I didn't get into much of the facts of my granddaughter and my mother dying, but basically their spirits are here, and as long as this land is not redeveloped for anything that's unnatural, anything that doesn't have family houses back, people back, then they're going to be happy.

(holds up xerox photos of grandkids) My grandkids as you can see, they're happy, and that's the most important thing to me... as long as they're happy I can be happy. My son is happy. My kids are happy.

We were a community and we spent a lot of time with each other, that's something that was important to us, that we get that back and that we really work it.

People like Charles, like Mr Richards who lie in this house right here like Mrs Guerney, they're going to stay here and make sure that we reclaim this land and that the use of it is something for the people, because what is better than family to take back the land.

I thank y'all.

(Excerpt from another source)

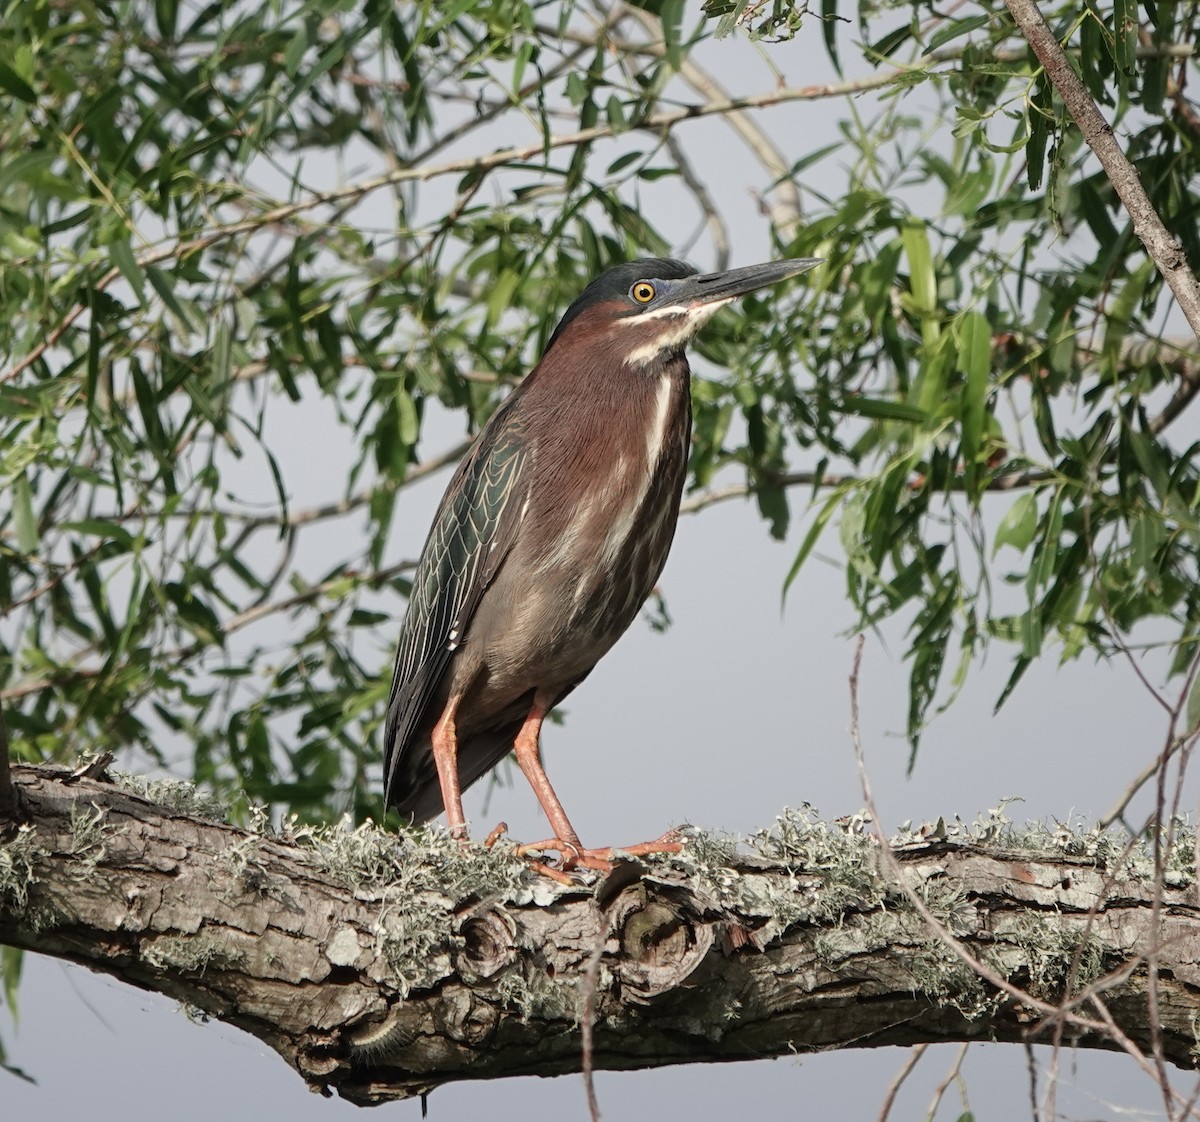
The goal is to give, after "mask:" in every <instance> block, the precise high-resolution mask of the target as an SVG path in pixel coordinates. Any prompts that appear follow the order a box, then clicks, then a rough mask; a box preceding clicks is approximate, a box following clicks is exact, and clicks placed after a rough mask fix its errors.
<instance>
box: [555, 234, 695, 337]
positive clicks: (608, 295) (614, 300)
mask: <svg viewBox="0 0 1200 1122" xmlns="http://www.w3.org/2000/svg"><path fill="white" fill-rule="evenodd" d="M698 272H700V270H698V269H695V268H694V266H691V265H689V264H688V263H686V262H680V260H676V259H674V258H671V257H642V258H638V259H637V260H632V262H623V263H622V264H619V265H613V266H612V268H611V269H606V270H605V271H604V272H601V274H600V276H598V277H596V278H595V280H594V281H593V282H592V283H590V284H589V286H588V287H587V288H584V289H583V292H582V293H580V295H578V296H577V298H576V299H575V301H574V302H572V304H571V306H570V307H569V308H568V310H566V312H565V313H564V314H563V318H562V319H560V320H559V322H558V326H557V328H554V334H553V335H552V336H551V337H550V342H548V343H546V350H550V348H551V347H553V346H554V343H556V342H557V340H558V337H559V336H560V335H562V334H563V330H564V329H565V328H566V325H568V324H569V323H571V320H572V319H575V318H576V317H578V316H581V314H582V313H583V312H587V311H588V310H589V308H593V307H598V306H601V305H611V304H613V302H616V301H619V300H626V299H628V300H629V301H630V307H629V311H630V313H631V314H636V313H637V312H638V311H641V308H638V307H637V305H636V304H635V302H634V301H632V298H631V296H630V290H631V289H632V287H634V286H635V284H636V283H637V282H638V281H682V280H683V278H684V277H690V276H696V275H697V274H698Z"/></svg>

It makes a big difference to us to see that we are cared about by so many different people...

I'm gonna walk with y'all, gonna carry the flag when we walk through the neighborhood..

The most important thing is that y'all are here, y'all are bringing attention to it. Y'all are bringing love back into the neighborhood.


We asked for $150,000 for people to rebuild homes, but the city government comes up with all kinds of reasons not to give the money. .Down here, you can see the loss of houses.

Everybody should have received the money like they did in Mississippi. Whether Louisiana is still corrupt, whether Louisiana has a different agenda, we're not going to let that agenda change our desire to rebuild our houses, we're not going to give in to the fact that they're not doing what they should be doing..

I haven't really received any money yet, i'm still waiting to receive it.

I'm getting a house built with Brad Pitt. When Brad Pitt builds it. I'll give him 85% of my Road Hall money, which I don't mind because the main thing is to rebuild the house..

But it's kind of crazy.

My mother had 4 children ,all of us share in the property..they won't let me build with all 4 children, I have to build by myself and both of them have to give up their right to the property just to let me rebuild..and thats kind of a crazy thing because we're all in it together and we should be able to rebuild together..that's the way they make the program work

And besides that they have a lot of people who have family that won't come together, that's another roadblock..

For me, in my situation. what I have left of my mother's house are those back steps..so if my nephew wants to have soemthing I can give him a piece of the back steps y know what I'm saying but if we want to build the house i have to get them to sign off.

That's the reason I came back to the FEMA trailer, even when I knew it wasn't safe.

A lot of the people who are working with us, I wouldn't have met them if I were somewhere else so it's important to have someone here.